Performance management in vSphere is all about sizing and allocating pools of resources. For CPU resources, the...
pools are the virtual CPUs (vCPUs) allocated to a virtual machine (VM), the physical CPUs (pCPUs) in an ESXi server and the sum of all pCPUs in all hosts in a cluster. A VM's vCPU can be in one of three basic states: run, wait and ready. Understanding these states is crucial to understanding CPU performance in VMs.
VCPU run state
A vCPU in the run state is doing work in the VM. The VM wants CPU time and the VMkernel has allocated a pCPU core to do the work. High vCPU run time means the VM has a lot of work to do and the VMkernel is allowing that work to happen. A high run time is typically a good thing since the VM is doing work, provided the run time is not 100%, which is saturation. If the VM is saturating one vCPU, it may have a faulty application or it may need another vCPU allocated.
VCPU wait state
A vCPU in the wait state is not needed by the VM right now; instead, the VM is waiting for something. There are two basic wait types: idle wait and I/O wait. Idle wait means that VM has nothing to do until an event occurs. The event is usually a network packet or a timer expiring. Idle wait is the same as the guest OS idle time and is not a problem. On the other hand, I/O wait can be a problem. The VM is waiting for a read or write to storage and cannot do anything else until the I/O completes. The VM may have a heavy workload but is unable to do any of it until the I/O completes. A high I/O wait time on a VM is going to be a performance issue, but it will be caused by the storage being overloaded or just plain slow.

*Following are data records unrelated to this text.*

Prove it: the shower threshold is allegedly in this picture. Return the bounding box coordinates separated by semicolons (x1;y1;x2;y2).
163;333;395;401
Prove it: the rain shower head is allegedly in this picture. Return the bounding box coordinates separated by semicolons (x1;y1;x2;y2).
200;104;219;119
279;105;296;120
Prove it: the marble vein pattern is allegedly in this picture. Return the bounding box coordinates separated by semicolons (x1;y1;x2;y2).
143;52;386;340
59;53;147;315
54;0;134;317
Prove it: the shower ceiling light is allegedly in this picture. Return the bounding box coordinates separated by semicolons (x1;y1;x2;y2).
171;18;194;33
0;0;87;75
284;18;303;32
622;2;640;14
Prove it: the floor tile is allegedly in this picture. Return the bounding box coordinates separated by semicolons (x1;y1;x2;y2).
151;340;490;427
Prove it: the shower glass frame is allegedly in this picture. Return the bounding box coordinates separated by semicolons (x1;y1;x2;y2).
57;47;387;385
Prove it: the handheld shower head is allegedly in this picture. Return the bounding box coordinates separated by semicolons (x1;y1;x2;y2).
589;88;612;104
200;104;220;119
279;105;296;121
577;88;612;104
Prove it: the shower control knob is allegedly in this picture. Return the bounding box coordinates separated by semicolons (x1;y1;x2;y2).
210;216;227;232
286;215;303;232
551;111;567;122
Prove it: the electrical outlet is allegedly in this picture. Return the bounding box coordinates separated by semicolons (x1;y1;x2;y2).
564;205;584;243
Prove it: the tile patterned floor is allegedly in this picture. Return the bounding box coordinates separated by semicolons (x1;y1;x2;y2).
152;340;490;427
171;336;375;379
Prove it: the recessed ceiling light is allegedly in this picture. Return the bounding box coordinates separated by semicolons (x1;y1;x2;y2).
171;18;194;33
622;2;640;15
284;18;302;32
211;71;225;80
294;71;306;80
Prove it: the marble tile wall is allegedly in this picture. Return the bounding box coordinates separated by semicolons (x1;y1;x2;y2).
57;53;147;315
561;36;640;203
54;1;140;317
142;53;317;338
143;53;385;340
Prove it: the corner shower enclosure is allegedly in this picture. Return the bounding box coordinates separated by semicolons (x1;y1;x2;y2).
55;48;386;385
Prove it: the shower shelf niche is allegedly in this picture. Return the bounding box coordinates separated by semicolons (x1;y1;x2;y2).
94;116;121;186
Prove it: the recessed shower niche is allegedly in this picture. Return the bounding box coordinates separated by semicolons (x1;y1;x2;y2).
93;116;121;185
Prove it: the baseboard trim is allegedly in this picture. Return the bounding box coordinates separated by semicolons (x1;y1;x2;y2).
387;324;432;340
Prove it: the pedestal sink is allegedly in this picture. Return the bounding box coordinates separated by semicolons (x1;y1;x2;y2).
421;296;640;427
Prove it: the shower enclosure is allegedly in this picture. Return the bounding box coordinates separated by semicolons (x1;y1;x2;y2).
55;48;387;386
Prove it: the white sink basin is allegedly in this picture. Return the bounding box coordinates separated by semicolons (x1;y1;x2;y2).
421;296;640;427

On a moderately loaded ESXi server, each VM's run and wait times will sum to 100%. In Figure 1, the performance chart shows the VM starts out a little busy. Run is around 30% and wait takes the remaining 70%. This is a VM doing some work and performing well. In the middle third, the VM's workload greatly increases. The run time climbs to nearly 80% and so the wait time drops to around 20%. The VM is doing a lot of work but isn't quite saturated. In the final third of the graph, the VM saturates its one vCPU; there is no wait time because the VM wants to use CPU all the time.
VCPU ready state
The final vCPU state for a VM is ready. This is when the VM wants to do work but the VMkernel has not yet allocated a pCPU to do so. There are a number of reasons why vCPU ready could be high on a VM, and they all mean the VM's performance is being degraded. How much degradation depends on how much ready time. Less than 10% ready is a small issue, often due to the time-sharing nature of having multiple vCPUs on one pCPU. More than 20% ready time means the VM is not getting all the CPU time it wants and results in a degraded performance.

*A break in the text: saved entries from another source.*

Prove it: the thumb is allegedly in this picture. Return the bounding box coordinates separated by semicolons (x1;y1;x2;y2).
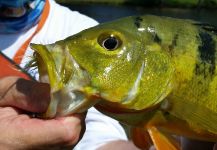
0;76;50;113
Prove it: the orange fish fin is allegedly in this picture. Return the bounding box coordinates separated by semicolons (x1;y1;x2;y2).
130;126;153;150
147;126;181;150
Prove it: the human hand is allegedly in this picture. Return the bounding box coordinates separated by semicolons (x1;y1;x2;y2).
97;140;140;150
0;76;86;150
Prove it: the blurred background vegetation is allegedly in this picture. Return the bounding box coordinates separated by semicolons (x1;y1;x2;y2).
56;0;217;25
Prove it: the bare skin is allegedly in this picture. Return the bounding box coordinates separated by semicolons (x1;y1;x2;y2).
0;76;86;150
97;140;140;150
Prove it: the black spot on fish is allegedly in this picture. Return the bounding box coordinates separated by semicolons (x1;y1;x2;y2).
199;32;215;70
169;34;178;52
195;31;216;78
154;34;161;44
193;23;217;35
134;16;143;28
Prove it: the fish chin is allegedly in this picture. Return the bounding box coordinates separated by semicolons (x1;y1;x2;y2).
46;87;99;118
30;43;99;118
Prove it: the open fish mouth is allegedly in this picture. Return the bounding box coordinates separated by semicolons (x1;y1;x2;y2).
30;43;99;118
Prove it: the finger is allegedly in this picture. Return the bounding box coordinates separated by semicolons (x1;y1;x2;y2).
97;140;140;150
73;111;87;147
0;76;50;113
15;113;86;148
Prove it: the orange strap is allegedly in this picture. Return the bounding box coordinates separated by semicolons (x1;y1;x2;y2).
0;0;50;80
0;51;33;80
13;0;50;64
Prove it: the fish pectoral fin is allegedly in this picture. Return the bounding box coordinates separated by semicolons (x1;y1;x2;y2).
130;127;153;150
147;126;181;150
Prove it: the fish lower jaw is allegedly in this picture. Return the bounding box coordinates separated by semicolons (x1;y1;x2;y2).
43;87;100;118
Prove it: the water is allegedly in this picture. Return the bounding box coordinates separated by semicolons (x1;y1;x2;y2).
63;4;217;26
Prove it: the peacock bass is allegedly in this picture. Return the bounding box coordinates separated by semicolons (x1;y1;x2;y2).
30;15;217;150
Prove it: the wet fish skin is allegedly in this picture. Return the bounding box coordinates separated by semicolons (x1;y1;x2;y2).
30;15;217;146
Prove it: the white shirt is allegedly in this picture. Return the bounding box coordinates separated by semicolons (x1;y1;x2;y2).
0;0;128;149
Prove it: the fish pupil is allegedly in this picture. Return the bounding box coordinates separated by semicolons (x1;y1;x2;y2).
102;37;118;50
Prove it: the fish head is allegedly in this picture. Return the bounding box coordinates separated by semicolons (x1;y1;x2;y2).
30;16;174;118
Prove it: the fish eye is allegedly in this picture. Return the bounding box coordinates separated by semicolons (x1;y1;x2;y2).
98;34;121;51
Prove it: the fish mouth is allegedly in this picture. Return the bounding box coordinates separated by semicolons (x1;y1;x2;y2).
30;43;99;118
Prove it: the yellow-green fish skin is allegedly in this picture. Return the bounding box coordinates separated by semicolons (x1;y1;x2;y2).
31;15;217;141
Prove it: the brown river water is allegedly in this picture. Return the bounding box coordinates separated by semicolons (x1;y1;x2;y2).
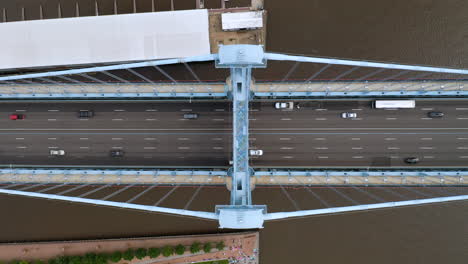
0;0;468;263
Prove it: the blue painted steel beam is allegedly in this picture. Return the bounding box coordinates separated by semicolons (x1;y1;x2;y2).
0;92;227;99
254;170;468;177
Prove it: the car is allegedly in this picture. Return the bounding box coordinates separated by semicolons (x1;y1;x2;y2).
341;112;357;119
110;150;124;157
249;149;263;156
274;102;294;109
427;111;444;118
50;149;65;156
78;110;94;118
9;114;25;120
404;157;420;164
183;113;199;119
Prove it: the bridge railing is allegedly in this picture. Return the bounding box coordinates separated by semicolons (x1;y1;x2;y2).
253;53;468;97
0;58;229;99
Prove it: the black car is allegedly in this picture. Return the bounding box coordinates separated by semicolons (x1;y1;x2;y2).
110;150;124;157
427;111;444;118
404;157;420;164
78;110;94;118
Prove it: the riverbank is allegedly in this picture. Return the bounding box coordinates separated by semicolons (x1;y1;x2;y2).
0;231;259;264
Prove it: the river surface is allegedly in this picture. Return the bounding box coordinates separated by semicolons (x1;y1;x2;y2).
1;0;468;263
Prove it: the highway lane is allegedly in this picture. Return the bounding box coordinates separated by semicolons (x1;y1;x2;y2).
0;100;467;167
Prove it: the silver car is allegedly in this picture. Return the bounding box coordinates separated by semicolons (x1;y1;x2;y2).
249;149;264;156
50;149;65;156
341;112;357;119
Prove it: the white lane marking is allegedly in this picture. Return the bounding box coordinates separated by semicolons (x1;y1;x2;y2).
143;156;153;159
178;119;186;121
15;138;24;140
48;138;57;140
457;147;468;150
249;119;257;121
457;117;468;120
281;118;292;121
353;118;363;121
351;138;361;140
212;138;223;141
280;147;294;150
146;109;158;112
282;156;294;159
317;156;328;159
111;138;123;140
315;138;326;140
386;117;397;120
249;138;256;141
423;156;434;159
112;119;123;121
79;138;88;140
144;138;156;141
460;156;468;158
280;138;291;141
457;138;468;140
144;147;156;150
215;109;225;112
249;109;259;112
420;147;434;150
178;147;190;150
146;118;157;121
112;146;122;149
114;109;125;112
315;118;327;121
47;119;57;121
420;118;432;120
181;109;192;112
384;109;398;111
384;138;396;140
387;147;400;150
212;119;225;121
177;138;190;141
352;147;363;150
315;109;327;111
352;156;364;159
79;147;89;149
16;110;26;112
315;147;328;150
48;109;59;112
48;146;58;149
421;108;433;110
16;146;27;149
420;138;433;140
79;119;88;121
16;155;25;158
456;108;468;110
352;109;363;111
390;155;399;159
213;147;224;150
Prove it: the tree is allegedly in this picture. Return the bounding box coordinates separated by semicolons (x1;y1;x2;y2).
34;261;45;264
216;241;225;251
48;259;58;264
95;254;107;264
203;243;212;253
148;248;160;259
110;251;122;263
18;261;29;264
135;248;147;260
190;242;201;254
161;246;174;257
69;256;82;264
174;244;185;255
122;249;135;261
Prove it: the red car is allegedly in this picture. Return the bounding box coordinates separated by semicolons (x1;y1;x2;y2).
9;114;25;120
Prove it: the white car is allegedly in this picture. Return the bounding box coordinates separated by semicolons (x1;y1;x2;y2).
249;149;264;156
274;102;294;109
341;112;357;119
50;149;65;156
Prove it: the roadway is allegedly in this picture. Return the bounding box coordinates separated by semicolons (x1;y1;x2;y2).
0;99;467;168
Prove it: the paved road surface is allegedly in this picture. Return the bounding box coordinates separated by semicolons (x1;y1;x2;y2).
0;99;467;168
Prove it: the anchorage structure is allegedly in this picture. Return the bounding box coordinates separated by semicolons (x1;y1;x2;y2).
1;44;468;228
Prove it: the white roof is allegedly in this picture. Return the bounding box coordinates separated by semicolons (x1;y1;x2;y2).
0;10;210;70
221;11;263;31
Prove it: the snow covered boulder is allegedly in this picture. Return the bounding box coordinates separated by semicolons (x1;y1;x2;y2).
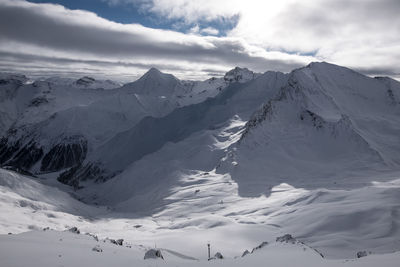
106;238;123;246
356;251;368;258
209;252;224;260
92;245;102;252
144;249;164;260
67;227;80;234
215;252;224;259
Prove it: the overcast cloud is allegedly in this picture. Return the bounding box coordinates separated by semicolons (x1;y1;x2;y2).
0;0;399;81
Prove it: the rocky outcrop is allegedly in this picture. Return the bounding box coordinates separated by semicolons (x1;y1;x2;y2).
144;249;164;260
224;67;257;83
3;140;43;170
29;96;49;107
75;76;95;87
0;134;88;174
40;136;87;172
57;162;110;188
0;137;20;164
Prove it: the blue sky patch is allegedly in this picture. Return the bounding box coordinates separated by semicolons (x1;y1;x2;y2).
28;0;238;36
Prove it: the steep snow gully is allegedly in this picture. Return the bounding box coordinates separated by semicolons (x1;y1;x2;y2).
1;62;400;266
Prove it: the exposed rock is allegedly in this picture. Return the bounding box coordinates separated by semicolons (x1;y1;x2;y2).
224;67;256;83
0;138;20;165
276;234;297;244
68;227;80;234
213;252;224;259
76;76;95;87
92;245;103;252
29;97;49;107
241;250;250;257
144;249;164;260
356;251;368;258
107;238;123;246
40;136;87;172
57;165;83;189
5;140;43;170
57;162;110;188
251;241;269;253
299;110;324;129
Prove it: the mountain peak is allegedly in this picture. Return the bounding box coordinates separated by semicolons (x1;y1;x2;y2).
137;67;178;83
141;67;164;79
224;67;257;83
123;67;180;96
146;67;162;74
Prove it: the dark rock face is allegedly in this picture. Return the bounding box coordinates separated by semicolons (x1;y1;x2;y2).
356;251;368;258
5;140;43;170
1;135;88;174
57;162;110;188
29;97;49;107
276;234;297;243
41;136;88;172
0;137;20;164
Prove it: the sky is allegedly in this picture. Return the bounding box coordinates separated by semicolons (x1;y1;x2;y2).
0;0;399;81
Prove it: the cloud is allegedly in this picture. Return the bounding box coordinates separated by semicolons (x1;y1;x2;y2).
0;0;398;81
201;27;219;36
111;0;400;79
188;25;219;36
0;0;312;81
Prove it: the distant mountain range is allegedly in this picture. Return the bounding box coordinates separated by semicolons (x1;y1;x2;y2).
0;62;399;198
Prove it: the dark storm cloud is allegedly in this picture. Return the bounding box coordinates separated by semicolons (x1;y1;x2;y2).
0;0;307;79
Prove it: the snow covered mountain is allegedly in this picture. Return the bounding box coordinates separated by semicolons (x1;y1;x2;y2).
1;62;400;265
1;63;399;189
220;62;400;196
0;67;260;184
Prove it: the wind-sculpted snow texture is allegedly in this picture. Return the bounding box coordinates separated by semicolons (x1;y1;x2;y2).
1;63;400;265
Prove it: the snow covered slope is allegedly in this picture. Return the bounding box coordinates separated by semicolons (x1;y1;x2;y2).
73;71;286;183
0;67;258;183
1;62;400;266
1;167;400;263
2;229;400;267
220;62;400;196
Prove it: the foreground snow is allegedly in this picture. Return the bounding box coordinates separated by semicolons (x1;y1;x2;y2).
1;230;399;267
1;167;400;264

In Figure 2 below, the performance chart shows the VM starts out well; ready time is around 2%. Run time is high as the VM is working quite hard, but at the start the VM is getting its CPU time. In the middle there is another busy VM competing for the pCPU. The pCPU is saturated, so this VM's ready time climbs to around 30%. This means that the run time drops by about 30%, resulting in less work getting completed by the VM and users being left waiting. At the end, the pCPU is hugely overloaded because three busy VMs are now competing for the one host CPU. Our VM is now getting about a quarter of the pCPU. Users will be complaining a lot because the application will be very slow. Notice that the wait time did not disappear, as there is I/O wait. The application was accessing disk and could not use CPU until the I/O completed.
Causes of vCPU ready time
The most obvious cause of vCPU ready time is ESXi server pCPU saturation. The total CPU demand for all the VMs on the host exceeds the installed CPU. This is usually easy to spot because the ESXi server triggers the vCenter Host CPU Usage alarm, but it is also the hardest to resolve.
To resolve, either decrease the demand for CPU by shutting down VMs or increase the supply by adding physical CPUs. The second cause of high ready time is that the VM or the resource pool containing the VM has a CPU limit. Resource limits are a ceiling to the amount of resource that will be delivered. Limits are applied even if there is available resource. A VM with a CPU limit may have ready time even though the ESXi server CPU is not saturated. Removing the limit will relieve the situation, and CPU usage will increase and so will application performance.
The third cause is quite obscure: Setting CPU affinity on a VM will prevent the VMkernel from using any other pCPU for the VM. To create these performance graphs, I restricted my test VM to run only on CPU 3 of my lab host. I then forced more VMs to share that one CPU core until it was hugely overloaded. As you will see in Figure 3, the ESXi server performance chart shows the other three cores became less and less loaded as I moved VMs onto CPU 3. There are almost no situations where CPU affinity is a good idea, and it's better to just avoid it. One wrinkle is that the vSphere client hides the setting for CPU affinity that is set to fully automatic when the VM is in a DRS cluster. You must set the cluster to partially automated or manual to remove CPU affinities.
As with other areas for CPU performance, you need to look at the pools of resources and avoid saturation. Understanding the CPU states is key to recognizing CPU-constrained VMs. For CPU performance, the first performance counter to watch is CPU ready. If ready time is low, the VMkernel is giving the VM all the CPU time it wants.